A Sudoku Solving Algorithm which utilises Constraint Propagation in order to more efficiently determine the solution to a Sudoku puzzle.
Forward Checking is implemented which prevents future conflicts. This is achieved by storing a set of possible values for a position which does not have a final value. This is propogated for the rest of the Sudoku and so the possible values for a position are greatly reduced. This means that we only try valid values and discount those already set in the row, column and square.
Utilising several datasets found at http://magictour.free.fr/sudoku.htm.

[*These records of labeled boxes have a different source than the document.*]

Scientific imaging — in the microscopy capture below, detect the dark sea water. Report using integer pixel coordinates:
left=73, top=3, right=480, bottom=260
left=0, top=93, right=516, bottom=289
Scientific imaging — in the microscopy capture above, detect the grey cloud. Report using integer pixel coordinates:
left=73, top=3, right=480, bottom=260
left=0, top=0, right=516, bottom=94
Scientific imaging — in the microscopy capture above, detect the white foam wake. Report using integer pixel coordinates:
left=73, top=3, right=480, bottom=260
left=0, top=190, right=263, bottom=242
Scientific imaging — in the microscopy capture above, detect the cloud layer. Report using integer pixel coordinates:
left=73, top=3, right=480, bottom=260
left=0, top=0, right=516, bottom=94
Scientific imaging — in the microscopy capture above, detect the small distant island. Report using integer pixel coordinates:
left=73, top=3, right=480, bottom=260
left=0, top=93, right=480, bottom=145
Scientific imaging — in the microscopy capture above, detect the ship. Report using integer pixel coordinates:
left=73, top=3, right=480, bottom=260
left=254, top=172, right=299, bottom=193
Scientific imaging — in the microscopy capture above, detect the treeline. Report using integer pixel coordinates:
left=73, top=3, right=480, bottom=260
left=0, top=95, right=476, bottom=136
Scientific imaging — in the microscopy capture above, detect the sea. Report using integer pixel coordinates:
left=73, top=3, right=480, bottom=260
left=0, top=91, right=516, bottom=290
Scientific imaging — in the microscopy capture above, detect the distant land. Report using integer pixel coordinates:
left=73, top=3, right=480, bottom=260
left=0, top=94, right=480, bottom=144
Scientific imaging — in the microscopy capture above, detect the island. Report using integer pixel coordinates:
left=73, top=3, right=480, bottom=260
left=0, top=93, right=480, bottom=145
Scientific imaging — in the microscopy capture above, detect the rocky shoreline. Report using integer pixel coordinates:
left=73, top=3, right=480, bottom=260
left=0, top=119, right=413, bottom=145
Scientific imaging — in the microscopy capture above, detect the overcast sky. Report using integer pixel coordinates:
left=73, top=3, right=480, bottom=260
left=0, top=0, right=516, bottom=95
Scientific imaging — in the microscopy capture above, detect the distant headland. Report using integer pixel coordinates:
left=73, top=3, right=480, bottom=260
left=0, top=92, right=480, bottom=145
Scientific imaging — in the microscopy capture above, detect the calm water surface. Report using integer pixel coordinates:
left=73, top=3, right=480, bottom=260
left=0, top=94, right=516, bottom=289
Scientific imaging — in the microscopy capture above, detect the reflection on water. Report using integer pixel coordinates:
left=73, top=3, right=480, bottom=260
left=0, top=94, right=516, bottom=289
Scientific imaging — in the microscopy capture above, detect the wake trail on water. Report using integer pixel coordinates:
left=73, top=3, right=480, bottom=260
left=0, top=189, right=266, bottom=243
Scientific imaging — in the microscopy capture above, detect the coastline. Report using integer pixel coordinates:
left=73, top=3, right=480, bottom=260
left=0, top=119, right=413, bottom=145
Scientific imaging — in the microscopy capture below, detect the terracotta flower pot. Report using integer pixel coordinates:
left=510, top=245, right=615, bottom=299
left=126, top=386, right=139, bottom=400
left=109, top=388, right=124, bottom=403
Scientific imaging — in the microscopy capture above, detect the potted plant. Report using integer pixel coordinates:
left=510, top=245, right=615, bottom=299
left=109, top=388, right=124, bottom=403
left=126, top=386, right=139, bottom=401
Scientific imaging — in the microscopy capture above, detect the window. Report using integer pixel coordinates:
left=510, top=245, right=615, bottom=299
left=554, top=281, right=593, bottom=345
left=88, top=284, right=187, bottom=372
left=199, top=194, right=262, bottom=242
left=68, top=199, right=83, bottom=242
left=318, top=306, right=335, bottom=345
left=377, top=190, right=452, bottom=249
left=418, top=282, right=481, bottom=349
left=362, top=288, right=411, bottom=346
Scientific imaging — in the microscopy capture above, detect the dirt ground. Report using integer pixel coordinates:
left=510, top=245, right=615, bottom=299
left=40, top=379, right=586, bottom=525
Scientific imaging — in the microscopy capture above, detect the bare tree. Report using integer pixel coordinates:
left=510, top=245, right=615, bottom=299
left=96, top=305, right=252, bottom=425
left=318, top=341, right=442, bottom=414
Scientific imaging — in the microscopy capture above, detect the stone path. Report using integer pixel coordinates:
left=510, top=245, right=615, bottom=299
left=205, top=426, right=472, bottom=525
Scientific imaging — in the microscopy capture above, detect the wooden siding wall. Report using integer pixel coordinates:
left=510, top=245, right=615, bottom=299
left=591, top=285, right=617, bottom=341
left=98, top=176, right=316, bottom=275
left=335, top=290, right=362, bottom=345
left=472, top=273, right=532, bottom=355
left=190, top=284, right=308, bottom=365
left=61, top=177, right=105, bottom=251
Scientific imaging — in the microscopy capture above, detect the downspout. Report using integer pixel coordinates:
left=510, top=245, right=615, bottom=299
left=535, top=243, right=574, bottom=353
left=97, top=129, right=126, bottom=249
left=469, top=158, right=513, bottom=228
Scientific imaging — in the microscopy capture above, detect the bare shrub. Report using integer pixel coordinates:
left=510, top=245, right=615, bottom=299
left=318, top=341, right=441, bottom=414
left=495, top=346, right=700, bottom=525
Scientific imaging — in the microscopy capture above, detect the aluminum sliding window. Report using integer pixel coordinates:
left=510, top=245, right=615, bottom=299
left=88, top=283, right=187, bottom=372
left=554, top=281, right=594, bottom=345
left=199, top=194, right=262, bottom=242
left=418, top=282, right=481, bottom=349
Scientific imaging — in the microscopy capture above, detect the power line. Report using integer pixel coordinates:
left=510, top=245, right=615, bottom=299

| Dataset | # Puzzles | # Solved | Average Solve Time (s) | Maximum Solve Time (s) |
|---|---|---|---|---|
| top95 | 95 | 95 | 0.7366267738526316 | 9.169138592 |
| topn87 | 87 | 87 | 0.5242678814942529 | 5.606698960999999 |
| topn234 | 234 | 234 | 0.7892137054102566 | 21.929735709 |
| top1465 | 1465 | 1465 | 0.25345617703344697 | 21.777229609000003 |
A K-Puzzle Solving Algorithm which utliises a general AI methodology known as the A* Search Algorithm.
Efficiently solves 8-puzzles (3x3 tiles) - a variation of a 15 puzzle.